A son retour à Annecy, elle tomba très gravement malade. Miraculeusement sauvée par saint François de Sales qui lui appliqua les reliques de saint Blaise, elle reprit en mains toute la conduite de sa maison. La communauté s’accroissant, on avait dû quitter, l’année précédente, la petite maison de la Galerie, devenue trop étroite et qui d’ailleurs était assez malsaine, pour une maison plus grande située à l’intérieur de la ville.
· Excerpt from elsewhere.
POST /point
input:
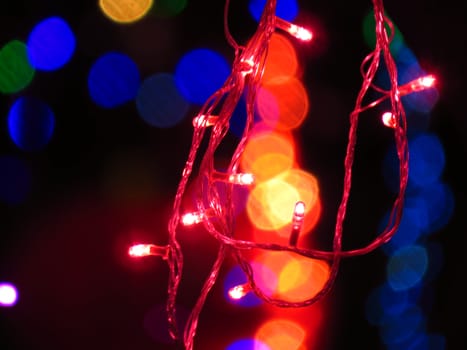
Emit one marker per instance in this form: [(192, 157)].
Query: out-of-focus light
[(426, 162), (290, 277), (15, 180), (427, 159), (401, 327), (407, 233), (113, 80), (125, 11), (406, 268), (267, 155), (280, 334), (159, 102), (200, 73), (248, 344), (16, 72), (285, 9), (270, 204), (236, 288), (439, 203), (51, 44), (8, 295), (31, 123)]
Celle-ci devenant trop petite à son tour, on résolut de construire un véritable monastère. La duchesse de Mantoue, fille du duc de Savoie, accepta d’en être la protectrice ; le duc et son fils favorisèrent de leur mieux la fondation nouvelle, laquelle rencontra beaucoup d’obstacles et se heurta à toute sorte d’oppositions locales. Les travaux n’en furent pas moins activement poussés, et à la fin de 1614, vingt-six visitandines, — dix-huit professes, et huit novices, — purent s’installer dans leur définitive demeure. Le premier monastère d’Annecy, qui porte le nom de la Sainte Source, conserve depuis trois siècles l’esprit et les traditions de la Visitation naissante et par sa douce influence il a puissamment contribué à les perpétuer sans altération dans toutes les maisons de l’ordre.
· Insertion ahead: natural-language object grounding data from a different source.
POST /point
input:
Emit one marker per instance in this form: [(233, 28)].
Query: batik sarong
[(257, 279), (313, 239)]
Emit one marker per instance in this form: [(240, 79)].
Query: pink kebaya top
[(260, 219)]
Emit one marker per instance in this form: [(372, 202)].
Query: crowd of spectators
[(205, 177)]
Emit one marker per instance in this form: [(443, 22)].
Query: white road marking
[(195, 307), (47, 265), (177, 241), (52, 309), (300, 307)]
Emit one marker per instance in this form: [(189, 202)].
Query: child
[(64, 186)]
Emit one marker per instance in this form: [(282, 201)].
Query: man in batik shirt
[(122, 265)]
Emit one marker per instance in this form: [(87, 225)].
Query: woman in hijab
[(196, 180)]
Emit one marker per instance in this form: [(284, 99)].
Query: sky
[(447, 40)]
Cependant la réputation de la congrégation nouvelle commençait à se répandre au dehors. Un essai malheureux d’une fondation rivale, la congrégation de la Présentation, ayant eu lieu à Lyon, l’archevêque, Mgr de Marquemont écrivit à saint François de Sales pour lui demander des religieuses qui l’aideraient à fonder une maison sur le modèle de celle d’Annecy. L’évêque de Genève y consentit avec joie, mais il tint à envoyer à son confrère « la crème de sa congrégation », la mère de Chantal, « la plus aimée mère qui soit au monde », les mères Marie-Jacqueline Favre, Marie-Péronne de Châtel, Marie-Aimée de Blonay, Marie-Élisabeth de Gouffier. Elles étaient toutes, surtout la mère de Chantal, désolées de le quitter ; il les accompagna jusqu’au delà des portes de la ville, leur prodiguant les plus tendres bénédictions qui les faisaient fondre en larmes. Ce fut le 26 janvier 1615 qu’elles partirent d’Annecy sous la conduite du vicaire général de Lyon, qui était venu les chercher en carrosse.